Of the 22 medals won by Saturday, six were gold – behind the Netherlands on eight. Hosts Italy were in third place on nine golds and with 27 medals. Germany won 27 medals in Beijing, of which 12 were gold. Reuters
Skimo relay: That’s redemption of sorts for Emily Harrop, who was fancied to win the individual women’s race for France but finished behind Switzerland’s Marianne Fatton. It was her blistering first lap that set up Thibault Anselmet nicely, although his final lap was just as impressive.
Skimo relay: The USA are best of the rest, followed by Italy, Austria, Germany, China, Poland, Norway and Slovakia. Australia are miles behind with Phillip Bellingham still trudging up the steps.
🥇 France win the mixed skimo relay
Thibault Anselmet crosses the line and wins gold alongside Emily Harrop! Switzerland finish in silver-medal position.

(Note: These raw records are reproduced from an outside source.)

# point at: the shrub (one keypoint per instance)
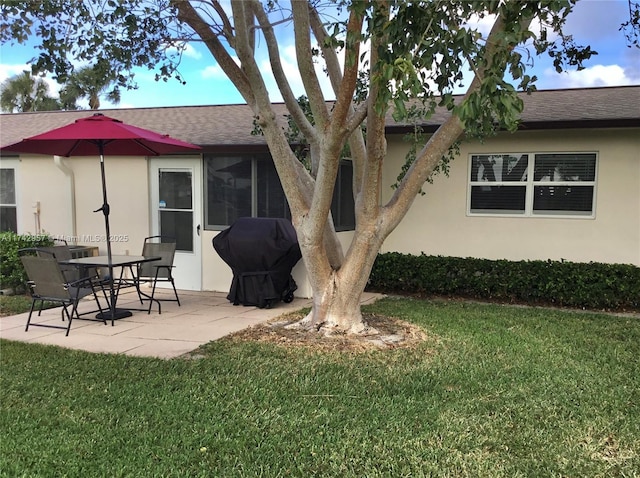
(570, 284)
(12, 273)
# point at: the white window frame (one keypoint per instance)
(13, 163)
(530, 185)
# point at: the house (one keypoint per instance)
(565, 186)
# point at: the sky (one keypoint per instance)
(593, 22)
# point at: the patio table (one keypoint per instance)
(123, 262)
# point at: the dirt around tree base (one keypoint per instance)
(392, 333)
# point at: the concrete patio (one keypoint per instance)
(201, 318)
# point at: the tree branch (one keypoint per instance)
(188, 15)
(304, 56)
(280, 76)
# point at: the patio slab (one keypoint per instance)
(201, 318)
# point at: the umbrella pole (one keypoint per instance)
(113, 312)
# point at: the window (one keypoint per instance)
(8, 206)
(533, 184)
(248, 186)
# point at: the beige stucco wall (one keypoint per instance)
(41, 180)
(438, 224)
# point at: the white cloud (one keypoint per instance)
(215, 72)
(594, 76)
(191, 52)
(9, 70)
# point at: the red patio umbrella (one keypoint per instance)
(99, 134)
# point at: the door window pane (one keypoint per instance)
(175, 189)
(178, 224)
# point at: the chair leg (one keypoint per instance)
(153, 292)
(33, 303)
(173, 284)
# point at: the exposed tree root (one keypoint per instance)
(294, 330)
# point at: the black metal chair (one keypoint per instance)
(47, 283)
(158, 271)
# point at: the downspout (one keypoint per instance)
(72, 189)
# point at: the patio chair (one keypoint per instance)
(61, 253)
(157, 271)
(47, 283)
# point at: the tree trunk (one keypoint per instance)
(337, 293)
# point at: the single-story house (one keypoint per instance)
(566, 185)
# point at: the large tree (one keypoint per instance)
(398, 57)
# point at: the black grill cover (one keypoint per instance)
(261, 253)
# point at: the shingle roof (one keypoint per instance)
(231, 125)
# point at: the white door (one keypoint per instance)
(176, 196)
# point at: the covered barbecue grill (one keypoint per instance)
(261, 253)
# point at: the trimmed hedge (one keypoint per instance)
(567, 284)
(12, 273)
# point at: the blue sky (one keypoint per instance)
(593, 22)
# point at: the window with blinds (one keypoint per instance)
(532, 184)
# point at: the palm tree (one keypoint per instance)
(24, 92)
(90, 82)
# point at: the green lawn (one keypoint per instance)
(497, 391)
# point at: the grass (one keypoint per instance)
(14, 304)
(498, 391)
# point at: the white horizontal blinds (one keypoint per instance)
(499, 183)
(533, 184)
(8, 205)
(564, 183)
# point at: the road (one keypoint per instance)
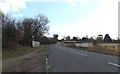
(64, 59)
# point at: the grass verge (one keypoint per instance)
(15, 53)
(97, 49)
(42, 50)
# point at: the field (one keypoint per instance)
(106, 48)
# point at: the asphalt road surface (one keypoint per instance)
(65, 59)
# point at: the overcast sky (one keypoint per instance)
(70, 17)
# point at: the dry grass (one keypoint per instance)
(112, 49)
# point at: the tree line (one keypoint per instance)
(23, 31)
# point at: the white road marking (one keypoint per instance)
(79, 53)
(114, 64)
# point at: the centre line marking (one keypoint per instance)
(80, 53)
(114, 64)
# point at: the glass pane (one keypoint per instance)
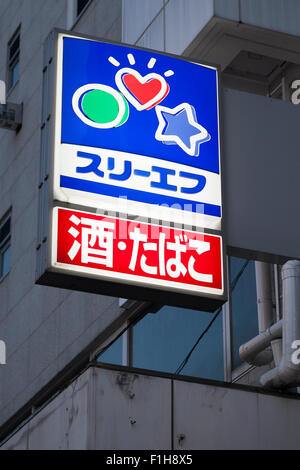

Gold: France 26min 57.4sec
Silver: Switzerland +11.9s
Bronze: Spain +26.5s
Oriol Cardona Coll collapses in a heap and Spain will, as it stands, win bronze despite a three-second penalty for their handover.
Skimo relay: Anselmet heads up the steps. Kistler, chest exposed to the elements with his zip down, is 11 seconds behind on the final descent. Anselmet is celebrating already.
Skimo relay: Kistler gained a couple of seconds on the first descent of the final lap. Cardona Coll is 15 seconds further back in third but needs a big gap to fourth with Spain facing a time penalty.
Skimo relay: Anselmet has re-established a 10-sec lead on Switzerland’s Kistler after the first ascent. It was some climb from the Frenchman.